NFA on the spot as residents cut 30 acres of trees in Mpigi

A section of the depleted Navugulu Forest Reserve in Mpigi District. PHOTO/ BRIAN ADAMS KESIIME

What you need to know:

  • Greater Mpigi, which also covers Butambala and Gomba districts, has about 38 forest reserves of which 20 have already been destroyed.

National Forestry Authority (NFA) officials in Mpigi District are on the spot over the continued degradation of Navugulu Central Forest Reserve.

Monitor has learnt that loggers have cleared more than 30 acres of trees in the forest within one month.
Some residents on Wednesday blamed the destruction of the forest on a senior army officer whom they declined to name.

“That army officer is the one destroying our natural forest. He hires people to cut down trees which he sells and later plants eucalyptus. This is what he did on the other part of the forest where NFA reportedly gave him a permit to carry out reforestation,” a resident of Boza Village, who preferred anonymity, said.

How they got land
He said the army officer and some residents legally acquired the land through the Collaborative Forest Management (CFM) strategy, but instead of sustainably utilising the forest, they are destroying it.
“At first, they were planting eucalyptus trees in the depleted part, but later started clearing trees to plant crops. Today, all the individuals who NFA authorised to use the forest under the strategy lost track and need to be thrown out,” he added.

Mr John Kibuuka, the NFA manager in charge of the Mpanga sector, admitted that they allocated 100 acres of the depleted part of the forest to the locals to grow crops but keep the other section of forest intact under the CFM strategy. “We gave priority to residents to carry out afforestation through the collaborative forest management groups hoping that they will protect the forest. However, we were surprised to learn that the locals had sold the land to one army officer who gave each person Shs2m,” Mr Kibuuka said.

“These people, who had nowhere to cultivate their crops, encroached on the intact section of the forest with the said army officer whom we are investigating. They have so far destroyed more than 30 acres of the forest,” he added.
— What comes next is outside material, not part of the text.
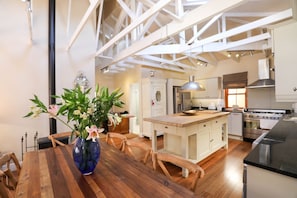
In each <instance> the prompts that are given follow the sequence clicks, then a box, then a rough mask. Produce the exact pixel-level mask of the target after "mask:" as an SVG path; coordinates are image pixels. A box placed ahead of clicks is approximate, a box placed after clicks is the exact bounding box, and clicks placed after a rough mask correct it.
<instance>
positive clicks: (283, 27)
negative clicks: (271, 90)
mask: <svg viewBox="0 0 297 198" xmlns="http://www.w3.org/2000/svg"><path fill="white" fill-rule="evenodd" d="M296 35H297V23H296V22H295V23H291V24H287V25H284V26H281V27H278V28H275V29H274V64H275V84H276V86H275V94H276V101H277V102H296V100H297V78H296V74H297V66H296V64H297V61H296V60H297V59H296V46H297V37H296Z"/></svg>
Mr Kibuuka said NFA has evicted hundreds of encroachers from at least 29 forest reserves in the Greater Mpigi area, while more than 800 hectares of  depleted forest reserves have been restored in collaboration with corporate companies in the last decade.

Mr Muhammed Kateregga, the chairperson of the Navugulu CFM group, said the army officer hoodwinked them.

“After becoming a member, he started buying portions of forestry land from the residents and became the sole owner of 100 acres which NFA had given to CFM members. If NFA had not cleared him, there is no way we could work with him,” Mr Kateregga said.

He said other private tree growers are conniving with some unscrupulous locals to clear other forests in Nawandigi, which stretches to neigbouring Butambala District.

Mr Kateregga added that the residents later approach NFA for licences to plant eucalyptus.
Recently, local authorities in Butambala protested NFA’s move to replace indigenous trees in Nawandigi Central Forest Reserve with exotic tree species.

They claimed NFA has already cut down some indigenous tree species such as Mvule, Musizi, and Mahogany and replaced them with eucalyptus trees, which are unsuitable for the soil and climate.

Destruction 

Greater Mpigi, which also covers Butambala and Gomba districts, has about 38 forest reserves of which 20 have already been destroyed.

For example, Lwamunda Forest Reserve, which initially had 7,255 hectares, only has 1,855. Forests and woodland account for 15 per cent of Uganda’s territory, but the country’s forest cover has dwindled from 24 percent in the 1990s to 8 percent currently.